あまりに重大な結果を招いた事故を受け、行政側も再発防止に乗り出す。老朽化した船体の代船建造を促すための県版漁船リース事業が策定され、漁業者らにライフジャケットの着用や安全操業を促す講習会も各地で開かれた。
■悲しみ深く
運輸安全委は11月30日に公表した事故調査報告書で、大福丸は甲板などへ設置された構造物の影響で船体のバランスが低下し、えい航時のロープの長さが不十分だったことなどが事故につながった可能性を指摘し、再発防止策も示した。

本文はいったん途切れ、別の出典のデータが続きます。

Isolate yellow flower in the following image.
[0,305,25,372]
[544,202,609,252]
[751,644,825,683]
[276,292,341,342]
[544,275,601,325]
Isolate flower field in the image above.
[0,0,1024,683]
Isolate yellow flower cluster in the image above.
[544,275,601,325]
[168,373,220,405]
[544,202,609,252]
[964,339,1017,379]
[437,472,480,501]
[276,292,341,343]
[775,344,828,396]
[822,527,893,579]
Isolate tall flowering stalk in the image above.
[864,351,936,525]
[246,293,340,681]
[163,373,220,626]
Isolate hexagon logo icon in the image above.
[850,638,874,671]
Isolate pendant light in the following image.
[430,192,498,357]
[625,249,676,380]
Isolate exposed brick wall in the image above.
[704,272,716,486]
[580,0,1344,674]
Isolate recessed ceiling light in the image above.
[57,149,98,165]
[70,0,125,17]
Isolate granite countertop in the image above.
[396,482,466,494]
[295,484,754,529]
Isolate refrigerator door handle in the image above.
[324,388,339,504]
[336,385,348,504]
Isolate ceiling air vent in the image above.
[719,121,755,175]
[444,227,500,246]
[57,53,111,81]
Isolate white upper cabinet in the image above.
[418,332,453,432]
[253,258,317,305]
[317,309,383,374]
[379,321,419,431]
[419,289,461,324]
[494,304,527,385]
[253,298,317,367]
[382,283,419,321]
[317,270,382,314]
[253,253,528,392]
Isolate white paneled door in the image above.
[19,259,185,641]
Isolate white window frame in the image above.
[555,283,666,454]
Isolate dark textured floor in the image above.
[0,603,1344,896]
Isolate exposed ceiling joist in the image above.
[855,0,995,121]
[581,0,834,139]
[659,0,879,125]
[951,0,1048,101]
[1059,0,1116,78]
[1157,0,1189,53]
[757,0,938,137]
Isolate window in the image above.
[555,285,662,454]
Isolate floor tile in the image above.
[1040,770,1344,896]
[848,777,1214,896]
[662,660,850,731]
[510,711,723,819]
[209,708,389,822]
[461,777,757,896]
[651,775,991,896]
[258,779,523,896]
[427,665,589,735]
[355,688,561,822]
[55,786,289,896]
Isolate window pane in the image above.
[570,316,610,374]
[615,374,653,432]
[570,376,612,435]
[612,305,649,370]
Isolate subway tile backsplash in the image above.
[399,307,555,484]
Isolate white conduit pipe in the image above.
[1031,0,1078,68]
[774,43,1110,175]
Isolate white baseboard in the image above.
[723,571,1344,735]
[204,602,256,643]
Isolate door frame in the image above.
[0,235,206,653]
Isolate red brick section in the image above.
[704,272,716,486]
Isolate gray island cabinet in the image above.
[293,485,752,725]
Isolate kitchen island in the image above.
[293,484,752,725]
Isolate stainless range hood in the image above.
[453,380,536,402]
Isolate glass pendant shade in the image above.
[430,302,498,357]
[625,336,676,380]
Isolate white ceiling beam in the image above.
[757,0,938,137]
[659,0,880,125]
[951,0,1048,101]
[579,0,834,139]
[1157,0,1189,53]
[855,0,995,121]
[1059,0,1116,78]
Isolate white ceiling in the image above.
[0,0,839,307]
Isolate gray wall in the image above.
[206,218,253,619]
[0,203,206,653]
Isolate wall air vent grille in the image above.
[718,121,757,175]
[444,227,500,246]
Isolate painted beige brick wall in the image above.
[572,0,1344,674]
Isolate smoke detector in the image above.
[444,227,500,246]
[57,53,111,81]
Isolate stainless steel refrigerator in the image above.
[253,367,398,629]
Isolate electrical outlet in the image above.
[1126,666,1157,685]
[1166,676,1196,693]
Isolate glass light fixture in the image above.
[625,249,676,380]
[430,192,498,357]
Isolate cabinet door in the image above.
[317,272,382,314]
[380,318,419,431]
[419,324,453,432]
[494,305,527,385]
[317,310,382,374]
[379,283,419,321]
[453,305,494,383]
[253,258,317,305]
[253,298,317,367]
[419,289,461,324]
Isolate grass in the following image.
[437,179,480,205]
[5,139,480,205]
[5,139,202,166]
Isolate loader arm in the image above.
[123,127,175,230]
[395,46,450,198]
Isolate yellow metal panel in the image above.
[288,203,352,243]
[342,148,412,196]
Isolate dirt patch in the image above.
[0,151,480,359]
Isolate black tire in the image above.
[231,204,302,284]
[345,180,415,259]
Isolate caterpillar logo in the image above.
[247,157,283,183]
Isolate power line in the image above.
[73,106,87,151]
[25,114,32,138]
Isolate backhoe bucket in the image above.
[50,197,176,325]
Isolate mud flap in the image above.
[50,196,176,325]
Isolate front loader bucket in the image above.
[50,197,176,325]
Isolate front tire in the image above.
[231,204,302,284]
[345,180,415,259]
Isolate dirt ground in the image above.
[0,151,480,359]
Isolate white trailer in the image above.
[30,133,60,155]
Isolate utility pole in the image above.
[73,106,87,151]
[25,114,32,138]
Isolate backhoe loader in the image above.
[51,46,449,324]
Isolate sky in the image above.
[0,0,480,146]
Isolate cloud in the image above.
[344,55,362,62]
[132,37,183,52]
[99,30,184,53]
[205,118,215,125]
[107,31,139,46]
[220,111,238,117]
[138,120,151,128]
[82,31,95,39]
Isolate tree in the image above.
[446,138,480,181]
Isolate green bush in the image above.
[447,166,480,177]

調査が進む一方、残された家族らの苦しみは続く。9月下旬、行方不明者のうち4人の家族ら13人が、大福丸を所有する「大福水産」(同町)と社長を相手に提訴。死亡した乗組員の一部の家族も加わる。鳥取地裁で開かれた第1回口頭弁論で、家族側は会社側を批判し、徹底した原因追及を求めたが、会社側は代理人を含め姿を見せなかった。
閉廷後、乗組員の木下浩さんの父親(68)は「円満に話し合いたかったが、対応があまりにも悪かった」と言葉に詰まり、杉浦正樹さんの妻(27)は「子どもはずっと待っている。お父さん遅いねって。何で見つけてやれなかったんだろう…」と心境を語った。
引き揚げられた大福丸の操舵(そうだ)室の時計は午前5時21分13秒を指していた。残された家族の時間もあの日から止まったままだ。